Zohydro ER: Proceed With Caution
Controversy surrounded the FDA approval of Zohydro ERTM due to safety concerns. This powerful, long-acting new opioid lacks abuse-deterrent properties and is now on the market. Its use should be discouraged.
Zohydro ERTM (hydrocodone bitartrate extended-release capsules) received FDA approval in October 2013, for the management of pain severe enough to require daily, around-the-clock, long-term opioid treatment, for which alternative treatment options are inadequate.92 It is the first formulation of hydrocodone as a single entity — meaning it is not combined with an analgesic such as acetaminophen — and the first extended-release hydrocodone formulation. Zohydro is in the same high-risk category as other opioid products such as OxyContin® (oxycodone extended-release tablet) and Exalgo® (hydromorphone extended-release tablet). However, unlike other extended-release opioids, Zohydro ER is not abuse-deterrent and has the potential to be crushed easily or chewed.

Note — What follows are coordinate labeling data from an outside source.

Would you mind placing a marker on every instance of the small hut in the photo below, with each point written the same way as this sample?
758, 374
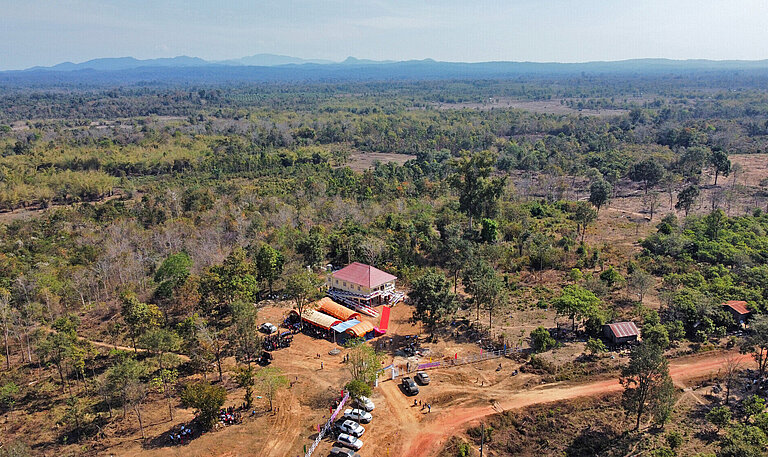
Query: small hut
621, 332
738, 310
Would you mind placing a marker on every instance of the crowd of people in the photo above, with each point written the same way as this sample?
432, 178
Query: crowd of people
230, 416
182, 435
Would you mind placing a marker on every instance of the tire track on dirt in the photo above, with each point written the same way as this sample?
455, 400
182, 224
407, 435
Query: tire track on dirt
446, 424
286, 430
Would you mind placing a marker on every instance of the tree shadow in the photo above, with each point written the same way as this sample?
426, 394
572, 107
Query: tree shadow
593, 441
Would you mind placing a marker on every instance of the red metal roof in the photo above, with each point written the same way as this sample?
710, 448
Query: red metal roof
363, 275
737, 305
623, 329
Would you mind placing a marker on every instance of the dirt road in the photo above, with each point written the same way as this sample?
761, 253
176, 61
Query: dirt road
425, 438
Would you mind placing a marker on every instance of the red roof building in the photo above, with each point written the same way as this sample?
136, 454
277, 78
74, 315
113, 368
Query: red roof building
739, 310
364, 276
362, 287
621, 332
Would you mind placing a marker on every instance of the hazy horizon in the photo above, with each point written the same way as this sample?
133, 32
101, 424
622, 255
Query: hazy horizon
41, 33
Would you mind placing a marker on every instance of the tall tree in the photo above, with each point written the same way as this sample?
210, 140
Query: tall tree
162, 342
244, 377
720, 163
599, 193
5, 319
364, 362
756, 343
575, 301
432, 299
478, 191
206, 399
584, 215
649, 172
235, 279
119, 379
269, 264
303, 287
687, 198
646, 381
139, 317
243, 333
487, 288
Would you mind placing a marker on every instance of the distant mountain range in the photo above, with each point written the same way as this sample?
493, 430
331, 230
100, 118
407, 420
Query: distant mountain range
272, 67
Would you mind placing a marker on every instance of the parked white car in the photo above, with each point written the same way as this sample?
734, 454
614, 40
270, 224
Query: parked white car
350, 441
268, 328
351, 427
365, 403
358, 415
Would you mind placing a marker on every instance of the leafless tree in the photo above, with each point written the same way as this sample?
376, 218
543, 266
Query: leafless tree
732, 365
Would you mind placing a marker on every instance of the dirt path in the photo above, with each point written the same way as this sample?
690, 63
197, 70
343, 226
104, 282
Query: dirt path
427, 439
287, 422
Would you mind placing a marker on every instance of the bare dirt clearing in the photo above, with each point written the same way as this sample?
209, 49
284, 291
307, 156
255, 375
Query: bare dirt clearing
361, 161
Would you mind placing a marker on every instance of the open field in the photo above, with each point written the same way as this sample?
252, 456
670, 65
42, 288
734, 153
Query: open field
361, 161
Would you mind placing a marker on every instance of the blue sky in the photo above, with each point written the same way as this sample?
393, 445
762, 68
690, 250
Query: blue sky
46, 32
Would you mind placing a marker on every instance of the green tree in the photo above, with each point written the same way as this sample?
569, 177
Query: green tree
432, 299
649, 172
162, 343
656, 334
243, 334
490, 230
244, 377
719, 416
234, 280
640, 282
756, 343
269, 264
303, 287
119, 379
206, 399
9, 395
271, 380
139, 317
600, 193
478, 191
584, 215
363, 361
6, 313
172, 274
541, 340
646, 381
596, 346
575, 301
720, 163
743, 441
357, 388
687, 198
313, 247
174, 270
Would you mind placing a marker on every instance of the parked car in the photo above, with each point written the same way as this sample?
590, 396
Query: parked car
409, 387
343, 452
422, 378
365, 403
358, 415
351, 427
350, 441
268, 328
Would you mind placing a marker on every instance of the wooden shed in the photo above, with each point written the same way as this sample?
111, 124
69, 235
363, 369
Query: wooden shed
621, 332
738, 310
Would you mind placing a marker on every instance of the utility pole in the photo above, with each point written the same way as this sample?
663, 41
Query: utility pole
482, 438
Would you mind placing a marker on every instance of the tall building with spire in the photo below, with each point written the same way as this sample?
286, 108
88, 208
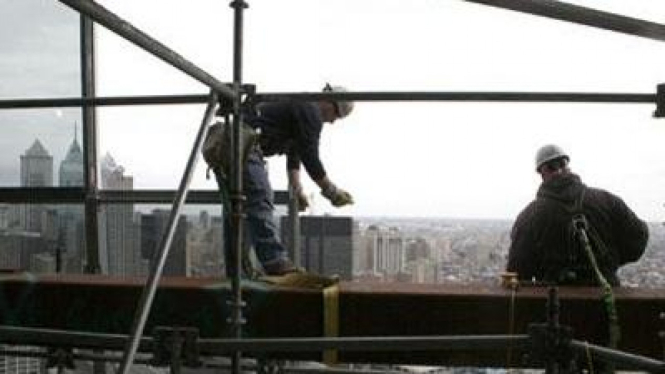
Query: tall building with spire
71, 168
72, 223
119, 237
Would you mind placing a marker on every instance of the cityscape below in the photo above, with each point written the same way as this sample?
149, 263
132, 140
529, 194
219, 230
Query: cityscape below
50, 239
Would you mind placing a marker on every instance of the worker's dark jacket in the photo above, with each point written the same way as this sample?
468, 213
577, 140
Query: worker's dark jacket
292, 128
544, 245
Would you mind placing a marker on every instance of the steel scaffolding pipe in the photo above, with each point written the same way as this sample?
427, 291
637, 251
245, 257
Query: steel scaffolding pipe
370, 344
102, 101
581, 15
623, 359
562, 97
555, 97
236, 190
160, 259
125, 29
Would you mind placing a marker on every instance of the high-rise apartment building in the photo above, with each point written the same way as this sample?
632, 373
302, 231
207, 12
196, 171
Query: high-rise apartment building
71, 236
119, 238
36, 171
153, 227
326, 244
382, 251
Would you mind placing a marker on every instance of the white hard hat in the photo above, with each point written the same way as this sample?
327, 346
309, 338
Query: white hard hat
344, 108
548, 153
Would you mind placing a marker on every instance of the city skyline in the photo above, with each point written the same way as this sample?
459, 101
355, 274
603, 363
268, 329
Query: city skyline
430, 159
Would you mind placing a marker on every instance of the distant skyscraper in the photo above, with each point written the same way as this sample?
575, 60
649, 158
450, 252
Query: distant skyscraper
119, 238
327, 244
72, 224
36, 171
36, 166
71, 168
383, 251
152, 229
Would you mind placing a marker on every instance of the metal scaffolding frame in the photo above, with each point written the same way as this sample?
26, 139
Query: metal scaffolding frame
235, 92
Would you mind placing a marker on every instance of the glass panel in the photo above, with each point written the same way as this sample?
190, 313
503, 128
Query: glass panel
151, 144
41, 148
39, 45
42, 238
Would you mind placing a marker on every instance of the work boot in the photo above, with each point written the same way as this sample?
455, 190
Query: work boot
279, 266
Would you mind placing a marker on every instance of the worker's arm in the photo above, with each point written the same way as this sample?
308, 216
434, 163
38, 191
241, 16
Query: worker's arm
522, 258
633, 232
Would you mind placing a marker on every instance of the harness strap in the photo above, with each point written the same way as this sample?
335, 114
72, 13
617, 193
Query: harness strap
583, 231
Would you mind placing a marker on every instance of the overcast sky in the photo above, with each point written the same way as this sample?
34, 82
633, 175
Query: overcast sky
401, 159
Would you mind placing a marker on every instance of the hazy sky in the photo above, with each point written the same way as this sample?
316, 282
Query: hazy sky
404, 159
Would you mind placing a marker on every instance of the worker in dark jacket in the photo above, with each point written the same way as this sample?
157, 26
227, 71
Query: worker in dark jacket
292, 128
545, 247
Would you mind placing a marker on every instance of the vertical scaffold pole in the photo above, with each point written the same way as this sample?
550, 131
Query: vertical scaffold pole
237, 194
159, 259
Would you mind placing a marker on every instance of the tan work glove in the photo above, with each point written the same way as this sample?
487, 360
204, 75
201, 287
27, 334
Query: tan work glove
301, 198
337, 196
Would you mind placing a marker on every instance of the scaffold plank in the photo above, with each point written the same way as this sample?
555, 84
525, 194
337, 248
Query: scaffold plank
106, 305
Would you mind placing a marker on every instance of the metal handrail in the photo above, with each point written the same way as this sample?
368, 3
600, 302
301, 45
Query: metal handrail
479, 96
125, 29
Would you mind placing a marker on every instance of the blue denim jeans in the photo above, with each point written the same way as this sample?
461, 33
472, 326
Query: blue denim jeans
260, 231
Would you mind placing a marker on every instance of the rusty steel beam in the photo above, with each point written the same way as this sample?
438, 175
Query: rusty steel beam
101, 304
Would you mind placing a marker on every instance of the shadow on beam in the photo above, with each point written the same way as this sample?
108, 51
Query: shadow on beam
105, 305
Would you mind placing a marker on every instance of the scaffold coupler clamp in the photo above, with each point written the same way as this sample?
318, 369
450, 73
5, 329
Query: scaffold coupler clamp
236, 305
60, 358
661, 334
660, 101
175, 346
550, 341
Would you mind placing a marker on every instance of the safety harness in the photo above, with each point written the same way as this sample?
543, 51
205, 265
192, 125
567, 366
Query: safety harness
586, 235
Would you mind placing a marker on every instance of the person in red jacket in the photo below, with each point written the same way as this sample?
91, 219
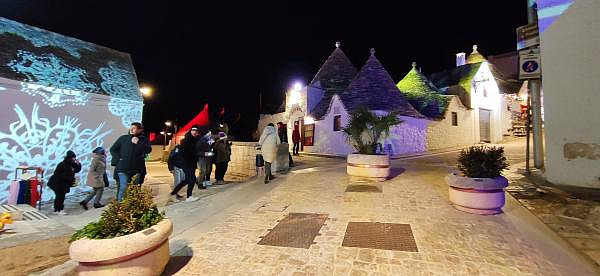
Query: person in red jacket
296, 139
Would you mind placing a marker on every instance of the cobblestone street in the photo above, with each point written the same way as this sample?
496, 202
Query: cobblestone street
449, 242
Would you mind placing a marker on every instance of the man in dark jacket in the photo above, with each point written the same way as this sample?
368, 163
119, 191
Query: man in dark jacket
190, 158
128, 154
62, 179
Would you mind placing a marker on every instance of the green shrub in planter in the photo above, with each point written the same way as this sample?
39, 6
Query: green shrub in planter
482, 161
135, 213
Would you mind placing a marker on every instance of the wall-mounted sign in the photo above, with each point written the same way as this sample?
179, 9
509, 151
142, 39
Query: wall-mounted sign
529, 64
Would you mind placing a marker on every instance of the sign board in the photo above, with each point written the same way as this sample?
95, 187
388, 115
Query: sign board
529, 64
528, 36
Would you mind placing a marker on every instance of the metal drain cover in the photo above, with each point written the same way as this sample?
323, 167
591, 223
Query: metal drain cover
387, 236
363, 189
295, 230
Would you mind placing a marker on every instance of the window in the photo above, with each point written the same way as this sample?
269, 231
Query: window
308, 138
337, 123
454, 119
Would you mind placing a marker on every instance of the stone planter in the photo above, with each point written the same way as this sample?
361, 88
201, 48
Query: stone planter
371, 166
483, 196
142, 253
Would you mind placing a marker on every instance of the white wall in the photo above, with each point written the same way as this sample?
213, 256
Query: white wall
492, 102
35, 133
442, 134
570, 50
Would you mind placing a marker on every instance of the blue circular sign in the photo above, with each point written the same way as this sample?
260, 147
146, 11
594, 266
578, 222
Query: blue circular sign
530, 66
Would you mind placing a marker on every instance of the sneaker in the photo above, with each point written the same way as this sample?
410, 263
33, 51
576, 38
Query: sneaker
191, 199
83, 204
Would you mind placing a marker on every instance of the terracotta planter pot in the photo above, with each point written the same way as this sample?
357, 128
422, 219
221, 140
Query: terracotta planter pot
142, 253
365, 165
483, 196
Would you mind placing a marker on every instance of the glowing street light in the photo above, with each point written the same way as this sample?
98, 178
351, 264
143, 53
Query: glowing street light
146, 90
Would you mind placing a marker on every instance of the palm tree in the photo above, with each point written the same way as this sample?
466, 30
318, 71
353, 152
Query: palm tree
365, 129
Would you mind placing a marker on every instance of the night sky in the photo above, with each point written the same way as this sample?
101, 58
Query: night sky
225, 54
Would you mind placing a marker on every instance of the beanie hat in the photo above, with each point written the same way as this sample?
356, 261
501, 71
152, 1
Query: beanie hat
70, 154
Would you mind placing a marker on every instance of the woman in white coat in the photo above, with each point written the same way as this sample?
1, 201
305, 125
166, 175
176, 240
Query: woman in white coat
269, 140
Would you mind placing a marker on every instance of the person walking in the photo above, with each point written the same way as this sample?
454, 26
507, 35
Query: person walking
63, 179
128, 154
296, 139
282, 132
190, 158
97, 178
269, 140
222, 156
176, 163
205, 155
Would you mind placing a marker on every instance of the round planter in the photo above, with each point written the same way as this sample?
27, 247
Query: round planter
142, 253
483, 196
371, 166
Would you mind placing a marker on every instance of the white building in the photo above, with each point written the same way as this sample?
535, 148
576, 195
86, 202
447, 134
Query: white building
470, 106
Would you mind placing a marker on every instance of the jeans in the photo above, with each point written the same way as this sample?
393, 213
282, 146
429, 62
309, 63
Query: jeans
190, 180
59, 201
268, 174
124, 179
220, 170
96, 192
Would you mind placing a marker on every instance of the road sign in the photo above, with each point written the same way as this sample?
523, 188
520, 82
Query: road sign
529, 64
528, 36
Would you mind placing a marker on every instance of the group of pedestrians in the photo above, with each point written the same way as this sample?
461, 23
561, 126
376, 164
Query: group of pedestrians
128, 158
199, 149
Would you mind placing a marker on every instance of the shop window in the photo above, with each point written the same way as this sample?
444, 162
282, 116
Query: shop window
308, 138
454, 119
337, 123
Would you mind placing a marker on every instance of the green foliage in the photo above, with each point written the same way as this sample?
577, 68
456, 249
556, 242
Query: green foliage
135, 213
365, 129
482, 161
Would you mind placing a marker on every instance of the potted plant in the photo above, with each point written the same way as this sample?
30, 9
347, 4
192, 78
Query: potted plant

FDA approval came despite an 11-2 vote against approval by the FDA’s own scientific advisory panel. Due to several safety concerns, attorneys general from 28 states and more than 40 different groups and experts requested the FDA to reconsider Zohydro’s approval.1,2 Subsequently, six other attorneys general joined in asking for approval to be reversed with a letter to the Department of Health and Human Services.3
The FDA approval was based on a 12-week study in patients with moderate-to-severe chronic lower back pain. Therefore, in addition to the safety concerns, it is unclear whether the results can be generalized to long-term opioid therapy for which the drug is approved.4
In November 2013, the FDA staff issued a memo warning that Zohydro is expected to be abused more than traditional hydrocodone combination products.5 These safety concerns exist largely because Zohydro is an extended-release opioid formulation without abuse-deterrent properties. Tampering with an extended-release delivery system can lead to uncontrolled and rapid delivery of the entire contents of the product. This provides the user with a “high” and increases the likelihood for overdose and death.6
Because of these risks, attorneys general also called for a rigorous timeline for development of an abuse-deterrent formulation in their letter to the FDA.7 Meanwhile, in order to comply with FDA requirements aimed at reducing the risks for misuse, abuse, addiction, overdose and death associated with all extended-release and long-acting opioid analgesics, Zohydro’s labeling must emphasize appropriate patient selection and warn that serious safety risks exist even at recommended doses.8
In response to these safety concerns, Zogenix is developing an abuse-deterrent Zohydro formulation that is expected to reach the market in 2017.9 The new formulation will use a delivery system called IntellitabTM, advertised as ultra-hard to resist crushing and chewing, and resistant to dissolution in alcohol.10 According to the manufacturer, crushing and adding an Intellitab formulation to a liquid produces a hard, dry matrix that avoids dose dumping and the desired “high.” However, loopholes exist even with purported abuse-deterrent formulations, as indicated by a study which concluded that 24 percent of Oxycontin abusers found a way to overcome the formulation’s abuse-deterrent safety measures.11
Use in Workers’ Compensation
Extended-release or long-acting opioids are prevalent in workers’ compensation. Zohydro is expected to be prescribed for patients requiring chronic pain management, similar to what is seen with other extended-release or long-acting opioids which are prevalent in workers’ compensation. However, its use should be discouraged. While select patients may benefit from Zohydro, the risks for addiction, abuse and diversion must be carefully balanced with the expected benefits on a patient-by-patient basis.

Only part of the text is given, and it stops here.